Whitmer says she will 'level' with people

By David Eggert
Associated Press

LANSING, Mich. (AP) — Democrat Gretchen Whitmer said Wednesday that Michigan needs a governor who will level with the people and propose bold solutions to provide them economic opportunity and a better education.
The former state Senate minority leader told The Associated Press in a brief phone interview that the state for too long has had leaders “who have failed. They haven’t been straight with the public. They’ve politicized problems as opposed to working on solutions for them. I think we deserve better.”

Whitmer spoke a day after become the first candidate to launch a campaign for governor, saying she couldn’t wait to jump into the race.

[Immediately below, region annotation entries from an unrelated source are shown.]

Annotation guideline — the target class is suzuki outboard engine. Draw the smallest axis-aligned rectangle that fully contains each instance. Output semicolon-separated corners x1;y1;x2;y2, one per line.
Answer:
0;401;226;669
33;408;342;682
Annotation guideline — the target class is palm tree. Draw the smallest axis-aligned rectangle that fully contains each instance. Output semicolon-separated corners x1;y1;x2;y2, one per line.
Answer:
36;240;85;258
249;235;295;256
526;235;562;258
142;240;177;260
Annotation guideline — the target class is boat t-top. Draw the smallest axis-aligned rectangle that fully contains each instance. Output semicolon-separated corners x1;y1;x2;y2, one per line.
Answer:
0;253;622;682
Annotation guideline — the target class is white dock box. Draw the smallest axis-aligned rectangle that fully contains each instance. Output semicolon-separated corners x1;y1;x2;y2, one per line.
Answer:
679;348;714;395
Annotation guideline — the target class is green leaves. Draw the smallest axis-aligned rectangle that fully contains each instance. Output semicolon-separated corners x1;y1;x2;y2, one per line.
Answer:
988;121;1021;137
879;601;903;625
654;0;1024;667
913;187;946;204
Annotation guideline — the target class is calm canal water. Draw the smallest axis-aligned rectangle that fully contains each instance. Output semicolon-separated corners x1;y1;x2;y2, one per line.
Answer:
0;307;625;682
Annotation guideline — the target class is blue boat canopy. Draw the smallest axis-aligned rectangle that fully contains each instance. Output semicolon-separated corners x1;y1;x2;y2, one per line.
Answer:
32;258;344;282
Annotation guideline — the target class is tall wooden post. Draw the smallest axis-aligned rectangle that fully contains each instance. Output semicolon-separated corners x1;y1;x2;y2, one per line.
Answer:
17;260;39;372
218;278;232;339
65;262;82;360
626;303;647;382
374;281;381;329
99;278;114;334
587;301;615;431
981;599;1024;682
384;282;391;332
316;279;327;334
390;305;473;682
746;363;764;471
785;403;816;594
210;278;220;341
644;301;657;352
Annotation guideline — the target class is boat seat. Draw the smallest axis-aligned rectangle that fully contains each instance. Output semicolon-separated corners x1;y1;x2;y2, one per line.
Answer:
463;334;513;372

Second-term Republican Gov. Rick Snyder can’t run again in 2018 due to term limits.
“We need a leader who is not afraid to level with the people of this state, someone who’s ready to bring us together around bold solutions,” said Whitmer, a 45-year-old former prosecutor from East Lansing.

Alluding to Flint’s man-made water crisis, for which the Snyder administration has been deemed primarily responsible, she said Michigan needs leaders who “put people first” and “aren’t going to cut corners or jeopardize our health and safety.”

Snyder and the GOP-led Legislature frequently tout Michigan’s economic turnaround after a decade-long decline, citing a much-lower unemployment rate and the addition of hundreds of thousands of private-sector jobs on his watch.

“You can look at numbers and press releases and press statements and that kind of thing,” Whitmer said. “But the real measure that matters is whether or not the family in any given county feels economically secure — whether they feel confident that their kids are getting the education and skills they need to be successful. I think we still have a huge gap on both of those fronts.”

Turnout among Democrats was lackluster during Snyder’s 2014 re-election and the 2016 presidential election, when Donald Trump became the first Republican presidential nominee to win Michigan in 28 years. But after what will have been eight years of GOP control in Lansing and two years of a Trump presidency and a Republican-led Congress, Democrats could be poised to make gains in 2018 — when popular Democratic U.S. Sen. Debbie Stabenow also will be up for re-election.

Whitmer said she is focused on “getting around this state ... to engage with more people from every single part of this state.”

The state Republican Party has criticized Whitmer’s candidacy, calling her a “career politician” and an ally of former Gov. Jennifer Granholm. Granholm tweeted Tuesday that Whitmer is “a fierce, kick-ass Dem who doesn’t suffer fools, gets things done, and who would be a phenomenal” governor.